Le coût de l’amortissement est conditionné par la sorte du véhicule et la distance parcourue chaque année. Il faut aussi considérer que la durée de vie du VE est estimée à 300 000 km, celle du véhicule à essence étant à 200 000 km, et les coûts moins élevés de l’entretien d’un VE.

Ce qui fait dire aux experts que l’achat d’un VE est nettement avantageux. Que la récupération de l’investissement au départ s’effectue sur une durée de 3 à 5 ans. C’est évident que celui qui fait 15 000 ou 20 000 km/année récupérera plus rapidement que celui qui n’en fait que 4000.

Et tous s’entendent pour prévoir des prix à l’achat plus abordables au fil des années.

 

L’électrification permet-elle la réduction des GES?

Les études les plus complètes incluent les émissions de GES produites lors de tout le cycle de vie du véhicule (extraction des métaux, fabrication, utilisation et recyclage). Le CIRAIG, de Polytechnique Montréal, conclut «qu’après avoir parcouru 300 000 km, les véhicules électriques ont de 55 à 80% moins d’impact que les véhicules conventionnels». 

De plus, au moment de rendre l’âme, ils auront apporté «des bénéfices non négligeables sur la santé, sur les écosystèmes et sur l’épuisement des ressources», selon Équiterre.

 Il semble n’exister qu’une situation où le bénéfice est largement réduit, c’est celle où l’énergie électrique est produite par des centrales au charbon. Le Québec est privilégié puisque sa production d’électricité provient à 99% des barrages hydrauliques donc d’une énergie renouvelable. Zéro émission.
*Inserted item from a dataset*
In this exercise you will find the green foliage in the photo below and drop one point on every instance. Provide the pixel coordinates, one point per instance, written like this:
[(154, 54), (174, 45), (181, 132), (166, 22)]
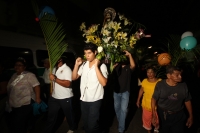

Et déjà, au Québec, les véhicules en fin de vie sont récupérés dans une proportion de 75%. De plus, Protégez-Vous rapporte qu’une entreprise québécoise prévoit récupérer 95% des composants des batteries. 

L’électrification des transports contribuera donc grandement à la réduction des GES dans latmosphère.

 

Maintenir la priorité à l’électrification

L’électrification des transports est donc efficace pour la réduction des GES de même que pour le budget des consommateurs. Malgré les hésitations récentes, les gouvernements maintiennent les mesures visant à décarboner les transports d’ici 2035.

Il faut déplorer ici la position irresponsable du parti conservateur du Canada, qui nie la responsabilité humaine dans les changements climatiques. Il faut avoir du culot pour avoir récemment présenté au Parlement une résolution visant à abandonner l’objectif d’éliminer les véhicules à essence d’ici 2035 – heureusement battue – alors que des groupes d’experts sur le climat nous annoncent que nous aurons bientôt dépassé la hausse de température du climat jugée critique, soit +1,5℃. Certains prévoient jusqu’à +4℃ si des mesures plus strictes et immédiates ne sont pas prises. 

Les glaciers fondent beaucoup plus rapidement que prévu, les feux de forêt sont de plus en plus dévastateurs, les ouragans plus fréquents et intenses, les inondations et l’érosion conséquente davantage impactantes et les chaleurs plus torrides.

L’électrification ne règlera pas le trop-plein de GES du secteur des transports à lui seul mais elle constitue un pas important dans cette direction.